If she cannot connect on your app “Best Health App” to grant access to her data on a regular basis, you can facilitate it with an access delegation for your app. To do so, you can send an auth request to Linda at her first login to grant your app access to all or specific streams of her data (see here for more information on the auth request).
Linda’s stream structure:
└── Health
├── Sleep ("sleep/analysis" events)
├── Height ("length/cm" events
├── Glucose ("density/mmol-l" events)
└── Weight ("mass/kg" events)
At Linda’s login (and that’s the only moment when she will need to open the app), your app will make an auth request:
Once accepted by Linda, this will create the access for your app:
{
"access": {
"id": "ckdfruqs700067ppv03z7pef4",
"token": "ckdfruqs700077ppvk404g4bt",
"type": "app",
"name": "best-health-app",
"permissions": [
{
"streamId": "health",
"level": "manage"
}
],
"created": 1596535228.951,
"createdBy": "ckdfruqs700017ppvj4rci1cg",
"modified": 1596535228.951,
"modifiedBy": "ckdfruqs700017ppvj4rci1cg"
}
}
This works as a delegation of access, and the “app” token will be able to generate shared accesses whose permissions must be a subset of those granted to your app (here the stream “Health”).
For example, if your app needs to share the “Glucose” data from Linda with her doctor, it can do so by creating the following shared access:
{
"method": "accesses.create",
"params": {
"name": "For Linda's doctor",
"permissions": [
{
"streamId": "glucose",
"level": "read"
}
]
}
The resulting access:
{
"access": {
"id": "chjkzuit098567hjk97r2wer1",
"token": "czuifgh567128lkj098w2dg",
"type": "shared",
"name": "For Linda's doctor",
"permissions": [
{
"streamId": "glucose",
"level": "read"
}
],
"created": 1596535228.951,
"createdBy": "ckdfruqs700017ppvj4rci1cg",
"modified": 1596535228.951,
"modifiedBy": "ckdfruqs700017ppvj4rci1cg"
}
}
While Linda can still be making delicious cookies for you.
Store data accesses
Let’s take again the previous example where Grandma Linda provides your app an access to her data while she can still bake delicious cookies and not bother too much with technology.

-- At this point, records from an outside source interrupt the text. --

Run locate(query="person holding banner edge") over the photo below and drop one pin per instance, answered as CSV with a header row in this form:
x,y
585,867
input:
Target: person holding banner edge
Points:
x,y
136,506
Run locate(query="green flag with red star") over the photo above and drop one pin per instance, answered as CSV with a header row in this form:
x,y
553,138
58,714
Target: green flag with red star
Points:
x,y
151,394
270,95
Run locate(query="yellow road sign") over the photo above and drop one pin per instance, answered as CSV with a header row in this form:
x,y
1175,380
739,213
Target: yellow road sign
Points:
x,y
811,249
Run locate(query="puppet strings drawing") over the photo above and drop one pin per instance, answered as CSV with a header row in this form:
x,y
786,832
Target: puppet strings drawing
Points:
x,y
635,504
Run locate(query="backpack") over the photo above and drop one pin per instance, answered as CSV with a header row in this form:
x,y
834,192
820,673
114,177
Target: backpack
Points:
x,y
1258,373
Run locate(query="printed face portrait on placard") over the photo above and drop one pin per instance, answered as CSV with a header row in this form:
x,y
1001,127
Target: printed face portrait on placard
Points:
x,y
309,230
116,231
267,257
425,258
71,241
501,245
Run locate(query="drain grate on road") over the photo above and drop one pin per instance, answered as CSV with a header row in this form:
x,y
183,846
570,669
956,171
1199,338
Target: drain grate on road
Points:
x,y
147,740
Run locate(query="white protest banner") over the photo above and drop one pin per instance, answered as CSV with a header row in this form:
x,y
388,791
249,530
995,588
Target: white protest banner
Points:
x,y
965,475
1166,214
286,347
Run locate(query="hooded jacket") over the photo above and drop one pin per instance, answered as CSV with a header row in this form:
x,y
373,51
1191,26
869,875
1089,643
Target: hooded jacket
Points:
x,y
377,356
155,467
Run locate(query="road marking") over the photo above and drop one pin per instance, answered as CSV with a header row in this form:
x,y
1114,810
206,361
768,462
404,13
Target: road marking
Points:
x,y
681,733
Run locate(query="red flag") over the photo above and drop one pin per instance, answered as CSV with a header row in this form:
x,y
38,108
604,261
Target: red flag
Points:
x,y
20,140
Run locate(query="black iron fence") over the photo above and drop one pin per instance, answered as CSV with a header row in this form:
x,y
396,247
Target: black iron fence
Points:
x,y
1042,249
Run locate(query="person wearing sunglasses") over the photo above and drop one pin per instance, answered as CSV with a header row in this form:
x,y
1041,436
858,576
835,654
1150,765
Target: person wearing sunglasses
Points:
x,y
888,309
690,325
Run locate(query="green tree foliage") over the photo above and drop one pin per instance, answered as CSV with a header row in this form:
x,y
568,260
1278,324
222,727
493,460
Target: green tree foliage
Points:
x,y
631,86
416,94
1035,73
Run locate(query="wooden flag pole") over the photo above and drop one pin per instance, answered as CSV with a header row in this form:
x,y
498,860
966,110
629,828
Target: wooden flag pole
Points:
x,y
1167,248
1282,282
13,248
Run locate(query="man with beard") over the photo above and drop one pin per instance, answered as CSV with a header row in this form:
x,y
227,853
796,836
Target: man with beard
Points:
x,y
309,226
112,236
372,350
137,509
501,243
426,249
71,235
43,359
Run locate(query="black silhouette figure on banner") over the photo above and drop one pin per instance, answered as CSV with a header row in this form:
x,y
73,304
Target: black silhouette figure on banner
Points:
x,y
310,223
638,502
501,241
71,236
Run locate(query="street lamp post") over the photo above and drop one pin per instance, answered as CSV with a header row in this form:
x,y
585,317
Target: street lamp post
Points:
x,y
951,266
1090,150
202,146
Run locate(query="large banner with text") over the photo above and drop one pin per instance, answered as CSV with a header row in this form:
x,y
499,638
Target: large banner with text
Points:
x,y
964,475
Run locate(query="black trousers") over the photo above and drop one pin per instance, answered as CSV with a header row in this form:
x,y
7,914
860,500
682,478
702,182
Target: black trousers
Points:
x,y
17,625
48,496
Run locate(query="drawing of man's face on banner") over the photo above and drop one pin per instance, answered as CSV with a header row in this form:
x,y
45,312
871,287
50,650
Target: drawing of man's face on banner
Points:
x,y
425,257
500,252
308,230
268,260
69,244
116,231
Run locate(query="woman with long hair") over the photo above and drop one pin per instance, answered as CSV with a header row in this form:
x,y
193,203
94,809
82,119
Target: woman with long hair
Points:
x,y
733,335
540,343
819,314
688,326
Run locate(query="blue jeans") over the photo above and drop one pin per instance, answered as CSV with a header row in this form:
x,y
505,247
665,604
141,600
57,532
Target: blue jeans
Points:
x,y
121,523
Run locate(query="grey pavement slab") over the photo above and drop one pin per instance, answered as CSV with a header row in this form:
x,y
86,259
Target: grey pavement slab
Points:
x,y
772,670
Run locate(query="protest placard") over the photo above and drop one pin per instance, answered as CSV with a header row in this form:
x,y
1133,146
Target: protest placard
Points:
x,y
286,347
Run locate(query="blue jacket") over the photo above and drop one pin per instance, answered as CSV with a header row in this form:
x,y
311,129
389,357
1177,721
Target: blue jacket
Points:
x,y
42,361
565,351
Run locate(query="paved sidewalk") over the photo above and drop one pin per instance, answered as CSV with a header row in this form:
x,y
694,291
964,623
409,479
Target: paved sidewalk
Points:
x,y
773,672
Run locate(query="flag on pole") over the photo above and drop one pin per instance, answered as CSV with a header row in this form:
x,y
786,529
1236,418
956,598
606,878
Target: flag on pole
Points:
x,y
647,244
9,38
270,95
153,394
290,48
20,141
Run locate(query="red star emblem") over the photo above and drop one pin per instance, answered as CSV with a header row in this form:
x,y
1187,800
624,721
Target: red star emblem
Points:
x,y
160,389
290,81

Linda has delegated you access to her account, and you need to share the particular stream “Glucose” with her doctor Tom (see the example in previous section).
Stream structure for Grandma Linda:
└── Health
├── Sleep ("sleep/analysis" events)
├── Height ("length/cm" events)
├── Glucose ("density/mmol-l" events)
└── Weight ("mass/kg" events)
Where should her doctor keep the access token that will be generated for this sharing, along with other patients’ tokens ?
When Linda gives a “read” access to Doctor Tom on her stream “Glucose”, this will generate the access token “czuifgh567128lkj098w2dg”. This access should be kept in a dedicated stream, along with other patients’ tokens.
Stream structure for doctor Tom:
├── Personal profile
│ ├── Name ("name/id" events)
│ ├── Hospital ("name/id" events)
│ └── ...
└── Patient accesses ("credentials/pryv-api-endpoint" events)
Doctor Tom will need to keep all access tokens to his patients’ accounts in the dedicated stream “Patient accesses”.
Every time a patient grants him access to his data, the access token to his Pryv.io account will be saved in a credentials/pryv-api-endpoint
event under the stream “Patient accesses” (see App guidelines for why we use this format).
In the case of Linda, the following event will be created in the stream “Patient accesses” of Doctor Tom:
{
"method": "events.create",
"params": {
"streamIds": ["patient-accesses"],
"type": "credentials/pryv-api-endpoint",
"content": "https://czuifgh567128lkj098w2dg@linda.pryv.me/"
}
}
To access Linda’s data, Doctor Tom will perform an events.get call on the stored Pryv API endpoint.